In the past year, you’ve taken to writing to me, or more specifically, my site here, in order to establish some sort of relationship. For reasons unknown, all of your correspondence comes to the spam section of Half Past Awesome, but believe you me, I’m getting all of your letters. EVERY SINGLE ONE. While I’m so flattered that you want to be my digital pen-pal, there’s just one small hitch. I DON’T SPEAK RUSSIAN, YOU SOVIET CHOWDERHEAD!
Sorry, I shouldn’t have yelled like that. You’re just trying to talk to me about God Knows What, and here I am screeching at you because of my inability to embrace the silky Russian dialect. I regret to inform you, that while you’re being relegated to the spam filter of cyberspace, you’re in pretty shady company. Apparently there are several people with names with no vowels out there sending me messages about whitening my teeth and increasing my penis size. I’m not sure who DR.XRFlyWEemail@example.com is, but he seems a little less than genuine in his communiques. How am I to know if he really cares about my dental well being or he’s just saying that to anyone who dwells out here in cyberspace? I’m not putting him on the Christmas Card list this year, not until I see some more sincerity out of him, that much is certain.

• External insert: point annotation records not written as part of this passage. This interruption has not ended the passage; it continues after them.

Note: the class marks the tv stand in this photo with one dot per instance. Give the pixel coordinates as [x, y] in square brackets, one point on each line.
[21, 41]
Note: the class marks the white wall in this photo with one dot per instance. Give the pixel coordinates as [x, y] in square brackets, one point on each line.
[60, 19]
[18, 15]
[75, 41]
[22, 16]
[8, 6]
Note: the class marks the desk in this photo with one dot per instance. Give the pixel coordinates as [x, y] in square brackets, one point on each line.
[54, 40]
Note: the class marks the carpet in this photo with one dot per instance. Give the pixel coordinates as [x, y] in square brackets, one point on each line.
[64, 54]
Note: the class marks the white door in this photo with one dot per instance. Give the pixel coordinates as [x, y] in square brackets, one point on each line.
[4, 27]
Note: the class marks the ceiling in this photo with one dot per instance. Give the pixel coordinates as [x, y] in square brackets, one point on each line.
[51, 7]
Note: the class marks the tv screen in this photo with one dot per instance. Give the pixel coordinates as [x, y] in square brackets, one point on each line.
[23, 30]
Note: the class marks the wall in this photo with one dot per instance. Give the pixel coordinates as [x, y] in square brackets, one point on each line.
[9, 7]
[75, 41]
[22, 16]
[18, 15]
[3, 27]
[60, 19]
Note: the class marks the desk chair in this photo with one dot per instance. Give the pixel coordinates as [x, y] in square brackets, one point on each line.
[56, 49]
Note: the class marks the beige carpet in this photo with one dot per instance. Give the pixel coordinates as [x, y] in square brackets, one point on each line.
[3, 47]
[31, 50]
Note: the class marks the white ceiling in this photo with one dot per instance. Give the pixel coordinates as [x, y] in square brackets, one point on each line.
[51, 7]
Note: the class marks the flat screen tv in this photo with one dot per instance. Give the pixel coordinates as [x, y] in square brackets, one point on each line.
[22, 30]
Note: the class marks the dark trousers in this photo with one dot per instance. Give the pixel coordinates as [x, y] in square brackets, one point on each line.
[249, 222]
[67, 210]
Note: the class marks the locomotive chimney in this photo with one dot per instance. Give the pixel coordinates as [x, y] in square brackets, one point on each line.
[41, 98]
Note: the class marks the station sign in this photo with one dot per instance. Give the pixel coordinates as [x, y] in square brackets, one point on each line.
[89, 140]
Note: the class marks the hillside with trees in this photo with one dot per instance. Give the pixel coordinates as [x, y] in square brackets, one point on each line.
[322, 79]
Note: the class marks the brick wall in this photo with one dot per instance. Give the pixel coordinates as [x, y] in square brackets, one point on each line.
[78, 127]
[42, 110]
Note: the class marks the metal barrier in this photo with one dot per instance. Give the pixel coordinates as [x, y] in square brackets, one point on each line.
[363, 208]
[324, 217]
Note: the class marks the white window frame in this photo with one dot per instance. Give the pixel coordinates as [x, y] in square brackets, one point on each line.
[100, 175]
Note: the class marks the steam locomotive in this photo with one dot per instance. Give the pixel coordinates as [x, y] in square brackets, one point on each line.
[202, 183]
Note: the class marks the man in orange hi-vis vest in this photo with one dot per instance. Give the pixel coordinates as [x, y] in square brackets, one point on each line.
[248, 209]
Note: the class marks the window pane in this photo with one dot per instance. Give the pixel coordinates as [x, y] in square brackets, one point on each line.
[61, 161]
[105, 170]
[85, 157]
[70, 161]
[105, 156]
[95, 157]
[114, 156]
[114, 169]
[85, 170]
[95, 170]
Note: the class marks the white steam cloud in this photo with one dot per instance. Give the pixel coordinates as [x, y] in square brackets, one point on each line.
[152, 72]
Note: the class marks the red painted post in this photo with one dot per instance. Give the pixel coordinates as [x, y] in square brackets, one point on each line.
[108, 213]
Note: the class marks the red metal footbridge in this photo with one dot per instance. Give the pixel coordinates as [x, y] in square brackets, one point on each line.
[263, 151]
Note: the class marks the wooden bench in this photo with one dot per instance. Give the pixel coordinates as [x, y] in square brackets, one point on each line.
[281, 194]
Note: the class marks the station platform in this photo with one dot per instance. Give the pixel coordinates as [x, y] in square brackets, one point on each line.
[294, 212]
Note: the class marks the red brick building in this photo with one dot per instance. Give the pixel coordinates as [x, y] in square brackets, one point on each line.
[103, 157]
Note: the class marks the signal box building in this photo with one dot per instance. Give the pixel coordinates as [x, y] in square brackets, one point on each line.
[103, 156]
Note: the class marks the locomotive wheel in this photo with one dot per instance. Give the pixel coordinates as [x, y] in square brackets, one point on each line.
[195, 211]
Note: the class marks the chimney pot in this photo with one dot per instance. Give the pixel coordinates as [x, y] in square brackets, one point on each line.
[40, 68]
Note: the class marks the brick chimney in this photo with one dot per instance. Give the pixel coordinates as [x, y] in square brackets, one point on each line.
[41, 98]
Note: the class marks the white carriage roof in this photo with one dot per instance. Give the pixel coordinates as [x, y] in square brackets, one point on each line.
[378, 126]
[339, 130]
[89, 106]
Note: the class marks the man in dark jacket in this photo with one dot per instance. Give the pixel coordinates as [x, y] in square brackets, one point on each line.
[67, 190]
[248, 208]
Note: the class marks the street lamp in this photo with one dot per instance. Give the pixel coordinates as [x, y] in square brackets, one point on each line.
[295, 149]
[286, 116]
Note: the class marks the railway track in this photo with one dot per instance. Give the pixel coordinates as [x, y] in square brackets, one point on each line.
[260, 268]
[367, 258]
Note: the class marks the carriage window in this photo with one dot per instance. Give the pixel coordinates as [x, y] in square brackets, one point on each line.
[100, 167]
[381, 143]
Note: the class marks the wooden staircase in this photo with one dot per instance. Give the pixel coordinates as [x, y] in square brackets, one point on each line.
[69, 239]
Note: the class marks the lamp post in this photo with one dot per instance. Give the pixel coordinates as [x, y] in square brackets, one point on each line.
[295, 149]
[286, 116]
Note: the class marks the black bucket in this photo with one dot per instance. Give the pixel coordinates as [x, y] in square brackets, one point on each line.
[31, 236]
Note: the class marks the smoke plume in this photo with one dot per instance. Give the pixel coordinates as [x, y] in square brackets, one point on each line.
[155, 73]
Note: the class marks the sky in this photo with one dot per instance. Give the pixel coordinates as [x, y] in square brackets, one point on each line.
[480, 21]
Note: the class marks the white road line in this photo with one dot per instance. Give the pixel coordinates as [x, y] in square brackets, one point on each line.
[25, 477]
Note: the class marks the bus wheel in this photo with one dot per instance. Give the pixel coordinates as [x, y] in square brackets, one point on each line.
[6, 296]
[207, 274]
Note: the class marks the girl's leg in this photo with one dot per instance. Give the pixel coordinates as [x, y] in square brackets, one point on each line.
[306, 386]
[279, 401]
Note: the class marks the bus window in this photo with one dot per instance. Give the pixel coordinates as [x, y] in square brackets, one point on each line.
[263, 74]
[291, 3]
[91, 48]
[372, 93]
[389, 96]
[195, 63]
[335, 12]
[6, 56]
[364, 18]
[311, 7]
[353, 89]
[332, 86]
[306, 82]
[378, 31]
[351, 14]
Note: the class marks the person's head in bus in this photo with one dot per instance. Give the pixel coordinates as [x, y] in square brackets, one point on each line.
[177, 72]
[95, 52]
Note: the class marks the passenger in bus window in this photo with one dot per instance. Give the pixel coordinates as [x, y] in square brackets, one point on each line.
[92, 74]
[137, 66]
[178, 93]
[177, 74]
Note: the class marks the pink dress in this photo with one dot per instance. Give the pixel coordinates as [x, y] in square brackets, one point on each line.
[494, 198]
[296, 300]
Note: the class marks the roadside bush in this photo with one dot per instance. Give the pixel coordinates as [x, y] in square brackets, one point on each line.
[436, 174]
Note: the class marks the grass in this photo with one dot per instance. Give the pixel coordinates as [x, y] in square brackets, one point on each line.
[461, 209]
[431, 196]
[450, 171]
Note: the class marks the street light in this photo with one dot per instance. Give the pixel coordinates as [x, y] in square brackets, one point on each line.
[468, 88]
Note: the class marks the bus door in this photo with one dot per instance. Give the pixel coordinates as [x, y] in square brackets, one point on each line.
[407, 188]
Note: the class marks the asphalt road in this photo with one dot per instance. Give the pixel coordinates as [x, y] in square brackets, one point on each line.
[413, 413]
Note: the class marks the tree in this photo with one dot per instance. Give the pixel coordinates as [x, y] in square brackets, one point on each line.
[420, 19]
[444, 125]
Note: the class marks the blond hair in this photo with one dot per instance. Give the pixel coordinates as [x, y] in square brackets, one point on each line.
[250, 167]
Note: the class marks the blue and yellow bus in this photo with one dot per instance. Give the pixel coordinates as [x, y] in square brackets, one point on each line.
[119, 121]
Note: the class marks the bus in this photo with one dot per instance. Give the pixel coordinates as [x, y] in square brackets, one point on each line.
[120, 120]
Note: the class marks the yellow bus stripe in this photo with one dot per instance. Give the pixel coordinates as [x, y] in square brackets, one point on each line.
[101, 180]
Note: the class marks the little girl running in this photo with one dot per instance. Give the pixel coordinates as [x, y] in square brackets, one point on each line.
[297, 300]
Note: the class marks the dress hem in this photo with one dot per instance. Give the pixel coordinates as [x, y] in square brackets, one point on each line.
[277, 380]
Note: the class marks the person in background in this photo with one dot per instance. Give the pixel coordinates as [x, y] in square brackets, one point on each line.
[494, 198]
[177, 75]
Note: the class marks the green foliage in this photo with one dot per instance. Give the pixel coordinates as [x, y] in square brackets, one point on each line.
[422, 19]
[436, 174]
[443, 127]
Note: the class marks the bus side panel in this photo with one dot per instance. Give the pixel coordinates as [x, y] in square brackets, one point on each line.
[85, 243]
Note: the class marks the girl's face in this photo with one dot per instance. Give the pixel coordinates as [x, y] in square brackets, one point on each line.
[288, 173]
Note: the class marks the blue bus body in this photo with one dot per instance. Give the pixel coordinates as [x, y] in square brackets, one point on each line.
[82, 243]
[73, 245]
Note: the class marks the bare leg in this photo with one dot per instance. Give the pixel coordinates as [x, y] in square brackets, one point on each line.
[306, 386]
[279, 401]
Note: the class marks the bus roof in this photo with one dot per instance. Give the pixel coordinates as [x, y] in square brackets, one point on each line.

No, he’s not like you my Bolshevik “моя родруга”, what with your fancy Cyrillic alphabet and lots of underlined words as you try and reach out to me here in the middle of America, desperate for international flavor here in the Ozarks. What’s your name? I can’t decipher it beyond a series of mismatched consonants and numbers. Is it Irina? Are you picturing us in coffee shops on opposite sides of the world, connecting over a series of philosophies and worldviews, becoming soul mates despite the miles and apparent language barrier? My little babushka, you do know I’m married, right? The Wife cannot ever find out about our forbidden exchanges. But you already know this don’t you? THAT must be why every entry is sent to my spam box. Oh, you’re a crafty little Russian fox, no? Wait. I just checked over in the mailbox, and there’s not ONE SINGLE MESSAGE, much less 14, waiting for me, from you. WHAT THE HELL, YOU TWO TIMING COSSACK TRAMP? ARE YOU SENDING MESSAGES TO OTHER GUYS TOO? YOU SIBERIAN SLUT!!
Again, a thousand apologies, I just thought that we really…….I dunno…..connected. I’m waiting here, patiently, my Irina. I’m holding out against hope that what you really want is to be my special friend, that beneath all of that Soviet-style psychobabble, you’re not trying to hawk homeopathic alternatives to Valium. I’d be devestated. Crushed. My hopes for a tawdry forbidden affair would go to my own private gulag.
I only have one question left for you to answer, my sweet little Muscovite. After your last message, I hastily looked up what you’d written to me…..and it turns out that “Вы имеете большие сиськи” translates into “you have big boobs”. So I’m left with the burning question – how did you get a picture of me without a shirt on, you filthy bird?